I move that the Bill be now read a Second Time. The necessity for the measure arose in this way:—A claim against the Electricity Supply Board for damages in respect to injuries sustained by a lady who came into contact with an electric light pole in Dun Laoghaire came before Judge Davitt in the Circuit Court recently. The following is an extract from the Judge's decision on this case:
"For the reasons I have expressed I am not satisfied that Section 51 of the Electricity (Supply) Act of 1927, gives to the Board either expressly or by necessary implication power to erect on a street or road poles, posts, or other such supports for the purpose of carrying electric lines for the distribution of electricity."

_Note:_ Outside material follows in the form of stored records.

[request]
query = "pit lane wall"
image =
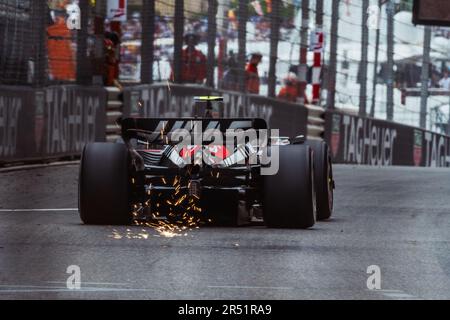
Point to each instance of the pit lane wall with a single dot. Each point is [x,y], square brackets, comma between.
[47,123]
[177,101]
[360,140]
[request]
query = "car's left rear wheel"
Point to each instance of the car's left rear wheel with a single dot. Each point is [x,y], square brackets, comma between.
[104,185]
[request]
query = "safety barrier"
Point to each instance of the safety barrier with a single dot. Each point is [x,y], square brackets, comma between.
[360,140]
[53,122]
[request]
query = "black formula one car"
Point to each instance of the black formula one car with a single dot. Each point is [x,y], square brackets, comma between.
[282,182]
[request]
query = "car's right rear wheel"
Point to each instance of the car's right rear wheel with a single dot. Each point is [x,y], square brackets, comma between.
[289,195]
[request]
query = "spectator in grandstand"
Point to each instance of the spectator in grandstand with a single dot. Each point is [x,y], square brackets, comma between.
[290,91]
[230,79]
[111,51]
[193,62]
[251,73]
[445,81]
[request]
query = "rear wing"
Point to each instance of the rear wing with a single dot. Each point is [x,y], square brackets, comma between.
[156,130]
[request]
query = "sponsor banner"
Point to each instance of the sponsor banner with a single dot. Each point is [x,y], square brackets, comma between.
[360,140]
[67,118]
[16,122]
[159,101]
[117,10]
[50,122]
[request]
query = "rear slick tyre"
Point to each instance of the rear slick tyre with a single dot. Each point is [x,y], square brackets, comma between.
[289,196]
[323,178]
[104,185]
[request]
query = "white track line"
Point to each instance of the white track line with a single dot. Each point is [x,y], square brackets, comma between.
[38,210]
[38,166]
[250,287]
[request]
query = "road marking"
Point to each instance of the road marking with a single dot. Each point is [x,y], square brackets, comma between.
[93,283]
[38,210]
[35,289]
[250,287]
[395,294]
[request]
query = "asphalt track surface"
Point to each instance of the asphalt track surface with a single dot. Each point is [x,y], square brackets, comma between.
[396,218]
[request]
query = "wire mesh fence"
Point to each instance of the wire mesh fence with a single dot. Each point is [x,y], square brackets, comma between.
[288,49]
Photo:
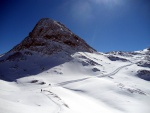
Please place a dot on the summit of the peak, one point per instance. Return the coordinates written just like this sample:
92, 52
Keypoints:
50, 36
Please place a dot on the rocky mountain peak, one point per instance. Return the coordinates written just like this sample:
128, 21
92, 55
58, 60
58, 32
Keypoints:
50, 36
47, 27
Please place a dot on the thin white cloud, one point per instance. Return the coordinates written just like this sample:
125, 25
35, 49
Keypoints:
86, 10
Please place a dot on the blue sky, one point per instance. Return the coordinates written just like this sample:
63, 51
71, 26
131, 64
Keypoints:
106, 25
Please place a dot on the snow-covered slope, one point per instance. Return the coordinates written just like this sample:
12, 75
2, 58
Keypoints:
72, 80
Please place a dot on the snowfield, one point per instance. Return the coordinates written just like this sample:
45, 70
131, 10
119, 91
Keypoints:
87, 83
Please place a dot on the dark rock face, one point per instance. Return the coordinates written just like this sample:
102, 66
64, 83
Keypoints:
49, 36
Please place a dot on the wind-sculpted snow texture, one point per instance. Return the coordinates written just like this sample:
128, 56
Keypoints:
38, 77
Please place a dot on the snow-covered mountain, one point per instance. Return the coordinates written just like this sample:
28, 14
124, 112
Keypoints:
54, 71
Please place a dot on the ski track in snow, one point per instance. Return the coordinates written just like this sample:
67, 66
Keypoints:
100, 76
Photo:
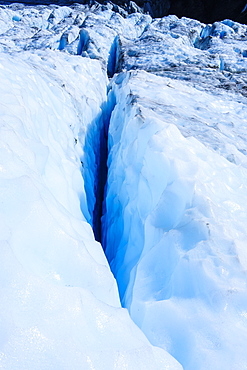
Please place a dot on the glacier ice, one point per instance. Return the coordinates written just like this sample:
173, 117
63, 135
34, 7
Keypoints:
59, 303
175, 216
174, 213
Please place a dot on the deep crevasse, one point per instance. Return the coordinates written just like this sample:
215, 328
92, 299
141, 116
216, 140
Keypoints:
174, 225
59, 302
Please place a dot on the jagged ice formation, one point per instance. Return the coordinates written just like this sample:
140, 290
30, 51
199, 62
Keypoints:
134, 128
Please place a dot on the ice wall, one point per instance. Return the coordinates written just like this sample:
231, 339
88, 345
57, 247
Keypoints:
59, 306
175, 216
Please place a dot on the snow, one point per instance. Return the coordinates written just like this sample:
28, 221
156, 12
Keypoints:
59, 302
174, 221
175, 217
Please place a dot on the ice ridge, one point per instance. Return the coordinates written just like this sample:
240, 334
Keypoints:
134, 127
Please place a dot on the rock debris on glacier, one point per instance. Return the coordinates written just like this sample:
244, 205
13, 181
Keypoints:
174, 223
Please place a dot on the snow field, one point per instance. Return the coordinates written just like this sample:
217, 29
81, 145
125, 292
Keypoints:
59, 304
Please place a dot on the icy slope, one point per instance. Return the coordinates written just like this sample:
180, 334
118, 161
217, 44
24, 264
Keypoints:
59, 304
175, 207
175, 222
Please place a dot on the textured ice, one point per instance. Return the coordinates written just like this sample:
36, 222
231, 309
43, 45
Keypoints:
175, 209
175, 219
59, 304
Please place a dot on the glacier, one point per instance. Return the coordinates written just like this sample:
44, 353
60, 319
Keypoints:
130, 131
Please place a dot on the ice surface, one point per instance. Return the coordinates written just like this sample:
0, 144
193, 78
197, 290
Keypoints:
175, 217
175, 222
59, 305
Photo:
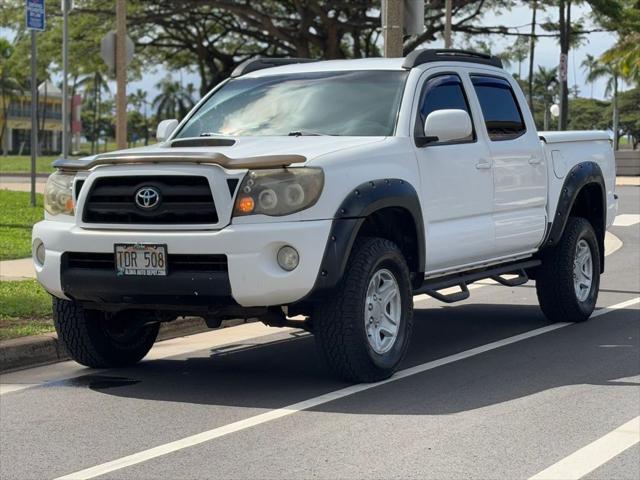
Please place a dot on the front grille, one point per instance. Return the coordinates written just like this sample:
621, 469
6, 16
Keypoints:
176, 262
183, 200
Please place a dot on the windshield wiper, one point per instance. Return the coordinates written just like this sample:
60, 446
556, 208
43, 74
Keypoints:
306, 133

The effect of the judgment by Judge Davitt is that the Electricity Supply Board has no power to erect poles in any street or road, and any such poles already erected constitute a nuisance. The Judge's decision exposes the Board to thousands of actions of one kind or another. An appeal has been lodged against the Judge's decision, but it will be some considerable time before the appeal can be heard. The Electricity Supply Board has requested me to introduce legislation at the earliest possible date to rectify the position. I am satisfied, and I think my opinion is shared by all who had any act or part in the enactment of the Electricity Supply Act of 1927, that it was intended to give the Board power to erect poles, and I have agreed that this Bill should be introduced with retrospective effect.